Difficile de prendre la mesure de l’ampleur du phénomène puisque la plupart des MEJE passent inaperçues, sous le nom de MAM. Seules quelques-unes, pas loin d’une dizaine peut-être, revendiquent leur formation initiale et affichent clairement leur identité en se nommant MEJE, à Besançon, Toulouse, Châteauroux, Tourcoing, La Garde, Ingré, Perpignan, et il y a peu encore Ollioules. Mais pour quelle raison ? Est-ce un besoin de reconnaissance ? Un argument « marketing » pour susciter l’intérêt des parents ? Une manière de se démarquer des MAM ? A la création des Lucioles, à Ollioules, l’équipe a défendu son identité contre l’avis de la PMI de Six-Fours pour qui il était hors de question de parler de MEJE. « La PMI a estimé qu’on allait écraser les assistantes maternelles, qu’on les dévalorisait en voulant mettre notre diplôme en avant », se souvient Eva. La MEJE de Besançon a toujours été attachée au terme Maison d’Educatrices de Jeunes Enfants qu’elle utilise toujours. « Nous sommes éducatrices de jeunes enfants de formation, défendent-elles. Il était important pour nous de valoriser et mettre en avant nôtre diplôme, nos compétences d’EJE au quotidien auprès des enfants et de leurs familles. »  

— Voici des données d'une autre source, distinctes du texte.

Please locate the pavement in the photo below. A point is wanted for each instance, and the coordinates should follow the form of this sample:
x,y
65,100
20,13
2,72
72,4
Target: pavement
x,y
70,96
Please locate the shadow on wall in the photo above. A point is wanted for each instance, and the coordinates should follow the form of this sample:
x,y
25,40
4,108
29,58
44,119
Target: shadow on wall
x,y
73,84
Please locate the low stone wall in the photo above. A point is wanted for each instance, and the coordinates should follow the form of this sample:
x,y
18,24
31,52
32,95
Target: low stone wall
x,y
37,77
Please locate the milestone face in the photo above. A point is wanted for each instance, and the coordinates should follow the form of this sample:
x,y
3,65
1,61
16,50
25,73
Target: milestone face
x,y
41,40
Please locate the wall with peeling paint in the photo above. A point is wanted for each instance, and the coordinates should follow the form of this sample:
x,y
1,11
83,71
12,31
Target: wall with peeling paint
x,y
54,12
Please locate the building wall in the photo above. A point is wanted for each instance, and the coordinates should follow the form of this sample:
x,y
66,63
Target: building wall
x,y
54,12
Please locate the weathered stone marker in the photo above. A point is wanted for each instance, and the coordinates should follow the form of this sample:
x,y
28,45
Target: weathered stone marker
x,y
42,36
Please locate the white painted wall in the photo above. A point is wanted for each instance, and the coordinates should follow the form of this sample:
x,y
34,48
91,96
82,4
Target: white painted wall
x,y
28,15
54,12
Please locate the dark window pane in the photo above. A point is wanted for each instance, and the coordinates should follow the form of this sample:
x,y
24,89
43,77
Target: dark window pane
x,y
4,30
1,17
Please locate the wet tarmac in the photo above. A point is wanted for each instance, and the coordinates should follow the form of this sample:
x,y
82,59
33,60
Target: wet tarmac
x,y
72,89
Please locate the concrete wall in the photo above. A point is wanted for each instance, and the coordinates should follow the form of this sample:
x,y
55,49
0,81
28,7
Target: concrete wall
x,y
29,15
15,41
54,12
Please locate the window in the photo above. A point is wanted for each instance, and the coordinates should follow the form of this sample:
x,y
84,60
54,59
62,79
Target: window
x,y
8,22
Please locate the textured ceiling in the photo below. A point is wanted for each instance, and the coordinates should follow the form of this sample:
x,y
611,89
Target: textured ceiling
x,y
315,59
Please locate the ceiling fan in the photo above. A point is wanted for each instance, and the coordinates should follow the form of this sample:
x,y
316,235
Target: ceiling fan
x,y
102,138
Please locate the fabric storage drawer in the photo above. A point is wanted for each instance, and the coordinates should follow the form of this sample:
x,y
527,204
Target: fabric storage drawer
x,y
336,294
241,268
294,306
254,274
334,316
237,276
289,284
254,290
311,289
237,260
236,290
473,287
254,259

MAM/MEJE, la CAF ne fait pas de distinguo

Pour la Caf, que les MAM soient constituées d’assistantes maternelles ou d’EJE de formation qui exercent sous le statut d’assistante maternelle, ne fait aucune différence, sans jugement de valeur à la clé. Marie Rappy est directrice de la Caf du Doubs. Elle affirme que « la Caf accompagne indistinctement tous les projets de MAM, qu’ils soient portés par des assistantes maternelle ou des EJE, tant qu’ils respectent les règles. » Et de préciser : « La Caf s’appuie sur l’agrément délivré par la PMI. Nous n’avons aucune réserve à les financer. Il faut cependant qu’elles en fassent la demande et puissent la justifier. » 

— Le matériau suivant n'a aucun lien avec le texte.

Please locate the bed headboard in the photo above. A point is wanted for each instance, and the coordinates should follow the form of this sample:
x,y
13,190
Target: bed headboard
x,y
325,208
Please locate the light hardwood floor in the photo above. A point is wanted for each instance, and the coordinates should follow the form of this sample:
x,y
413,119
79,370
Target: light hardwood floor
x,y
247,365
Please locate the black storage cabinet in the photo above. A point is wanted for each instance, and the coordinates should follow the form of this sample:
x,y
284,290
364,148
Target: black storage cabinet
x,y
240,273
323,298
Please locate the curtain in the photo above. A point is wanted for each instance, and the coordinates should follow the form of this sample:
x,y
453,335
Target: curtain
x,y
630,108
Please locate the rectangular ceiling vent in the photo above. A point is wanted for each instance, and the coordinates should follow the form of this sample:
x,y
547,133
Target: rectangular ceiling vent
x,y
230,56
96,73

Un positionnement affirmé qui fait débat

La seule question qui semble donc attiser les tensions, du moins pour la PMI et les organisations professionnelles, semble être l’idée de revendiquer cette identité de MEJE. Pour Julie Marty-Pichon, présidente de la FNEJE, souligner ce nom, c’est une manière d’être reconnues « parce que notre métier est extrêmement invisible », souligne-t-elle. « Une façon de faire équipe, une volonté d’afficher des valeurs qui sont celles des EJE et ne sont pas forcément celles des auxiliaires ou des assistantes maternelles, car nous n’avons absolument pas la même formation », rappelle-t-elle. Un parti pris qui gêne Sandra Onyszko, directrice de la communication de l’UFNAFAAM : « Le positionnement des MEJE me questionne énormément. Dans MEJE, j’entends « je ne suis pas assistante maternelle, je suis EJE », mais qu’est-ce que cela veut dire derrière ? Elles font passer un message qui n’est pas le bon. » Un message que l’on pourrait vite accuser de dénigrer les niveaux de compétences des unes et des autres et de juger de la qualité d’accueil…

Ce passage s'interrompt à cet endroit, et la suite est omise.